Ray actor.remote() call blocks forever

Severity:

  • High: It blocks me to complete my task.

For many-actor jobs, we’re regularly (almost always happens on our large jobs) running into a problem where making a remote actor call blocks forever. This occurs after remote actor calls work for a while, and the only way to restore liveness to the actor is to SIGKILL the actor process manually, which triggers a restart.

History

We were previously hitting this issue when using Ray Serve, though we thought it was a Serve issue at the time (links in “Related” at the bottom). Behavior and py-spy traces are identical to what we saw earlier, even though we now use pure Ray Core instead.

Potential Root Cause

The problem appears to be that once entering the C/C++ code in the core worker that the remote call blocks indefinitely, but since there’s no way for Python to take back control as the C code has the GIL, the Ray actor itself is also stuck.

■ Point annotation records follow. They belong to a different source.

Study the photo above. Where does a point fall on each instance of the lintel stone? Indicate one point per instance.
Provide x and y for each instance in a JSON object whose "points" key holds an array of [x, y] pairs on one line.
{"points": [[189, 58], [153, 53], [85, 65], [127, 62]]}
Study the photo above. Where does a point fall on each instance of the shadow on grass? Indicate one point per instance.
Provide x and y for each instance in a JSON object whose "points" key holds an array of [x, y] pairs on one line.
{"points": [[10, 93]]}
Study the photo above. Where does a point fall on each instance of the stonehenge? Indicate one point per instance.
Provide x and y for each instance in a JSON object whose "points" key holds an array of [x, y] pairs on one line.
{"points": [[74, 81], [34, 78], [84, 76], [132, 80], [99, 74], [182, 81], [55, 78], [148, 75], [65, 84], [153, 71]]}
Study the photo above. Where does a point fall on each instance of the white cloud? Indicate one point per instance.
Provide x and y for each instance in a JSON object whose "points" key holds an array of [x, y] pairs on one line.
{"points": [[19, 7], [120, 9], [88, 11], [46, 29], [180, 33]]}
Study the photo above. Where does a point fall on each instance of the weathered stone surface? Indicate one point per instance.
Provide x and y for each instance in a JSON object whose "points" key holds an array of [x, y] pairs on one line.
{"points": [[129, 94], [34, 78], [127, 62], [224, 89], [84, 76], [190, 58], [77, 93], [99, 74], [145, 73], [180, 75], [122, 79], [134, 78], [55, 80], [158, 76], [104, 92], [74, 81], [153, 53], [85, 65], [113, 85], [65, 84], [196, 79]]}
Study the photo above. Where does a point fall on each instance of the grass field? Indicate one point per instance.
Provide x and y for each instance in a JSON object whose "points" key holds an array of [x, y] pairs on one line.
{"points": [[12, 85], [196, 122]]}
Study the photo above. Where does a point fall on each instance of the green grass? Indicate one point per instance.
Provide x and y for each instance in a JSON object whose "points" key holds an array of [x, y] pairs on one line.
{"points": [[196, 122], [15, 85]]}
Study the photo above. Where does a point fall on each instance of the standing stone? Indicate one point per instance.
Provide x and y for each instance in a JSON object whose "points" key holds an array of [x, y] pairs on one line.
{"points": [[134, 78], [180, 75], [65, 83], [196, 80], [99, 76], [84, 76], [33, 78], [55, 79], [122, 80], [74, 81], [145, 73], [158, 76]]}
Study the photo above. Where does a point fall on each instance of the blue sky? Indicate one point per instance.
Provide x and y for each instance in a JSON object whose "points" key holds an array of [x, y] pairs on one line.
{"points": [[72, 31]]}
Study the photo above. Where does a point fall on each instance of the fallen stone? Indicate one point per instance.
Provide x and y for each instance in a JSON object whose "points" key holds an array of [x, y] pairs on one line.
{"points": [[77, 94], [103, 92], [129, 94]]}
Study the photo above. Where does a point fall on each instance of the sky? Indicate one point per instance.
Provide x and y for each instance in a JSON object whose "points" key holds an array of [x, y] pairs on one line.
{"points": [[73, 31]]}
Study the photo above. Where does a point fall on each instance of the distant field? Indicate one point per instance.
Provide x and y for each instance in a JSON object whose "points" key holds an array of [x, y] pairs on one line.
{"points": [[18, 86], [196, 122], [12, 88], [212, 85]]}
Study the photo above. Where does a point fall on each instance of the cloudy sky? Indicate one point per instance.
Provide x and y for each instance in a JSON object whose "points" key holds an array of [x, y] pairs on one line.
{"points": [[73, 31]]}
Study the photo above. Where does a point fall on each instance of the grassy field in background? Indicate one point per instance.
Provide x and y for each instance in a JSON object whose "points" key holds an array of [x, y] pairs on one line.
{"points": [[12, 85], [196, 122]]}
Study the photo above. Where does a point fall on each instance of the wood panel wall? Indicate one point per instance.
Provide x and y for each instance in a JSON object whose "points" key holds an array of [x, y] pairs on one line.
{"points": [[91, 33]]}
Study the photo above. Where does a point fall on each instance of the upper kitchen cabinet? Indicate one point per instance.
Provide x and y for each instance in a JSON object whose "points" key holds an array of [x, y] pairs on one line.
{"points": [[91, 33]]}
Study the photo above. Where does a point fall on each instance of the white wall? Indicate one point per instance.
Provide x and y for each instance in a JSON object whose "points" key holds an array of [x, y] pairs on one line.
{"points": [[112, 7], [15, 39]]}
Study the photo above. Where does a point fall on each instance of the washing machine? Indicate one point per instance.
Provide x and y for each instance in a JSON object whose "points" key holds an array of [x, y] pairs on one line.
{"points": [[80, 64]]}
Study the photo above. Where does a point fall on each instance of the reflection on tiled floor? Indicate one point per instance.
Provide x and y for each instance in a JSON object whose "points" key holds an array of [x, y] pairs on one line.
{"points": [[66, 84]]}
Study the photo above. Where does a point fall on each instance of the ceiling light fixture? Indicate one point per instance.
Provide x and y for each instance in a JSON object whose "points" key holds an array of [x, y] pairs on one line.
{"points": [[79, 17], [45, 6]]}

We were able to repro this problem using a basic Python C extension here: python-c-extension/00-HelloWorld at master · spolcyn/python-c-extension · GitHub (use make to build, then python test.py to demo, sleep(500) in libmypy.c mimics the blocking remote actor call). The behavior and py-spy traces are exactly what we observe with the hung Ray actors.

To restore the expected behavior of the C function call (hello) not blocking the interpreter, either use a ThreadPool and uncommenting the GIL macros in libmypy.c, or leave the GIL macros commented out and use a ProcessPool.

We’ve tried using a ProcessPool with Ray, but we’ve found sending remote functions via pickle into multiprocessing doesn’t work.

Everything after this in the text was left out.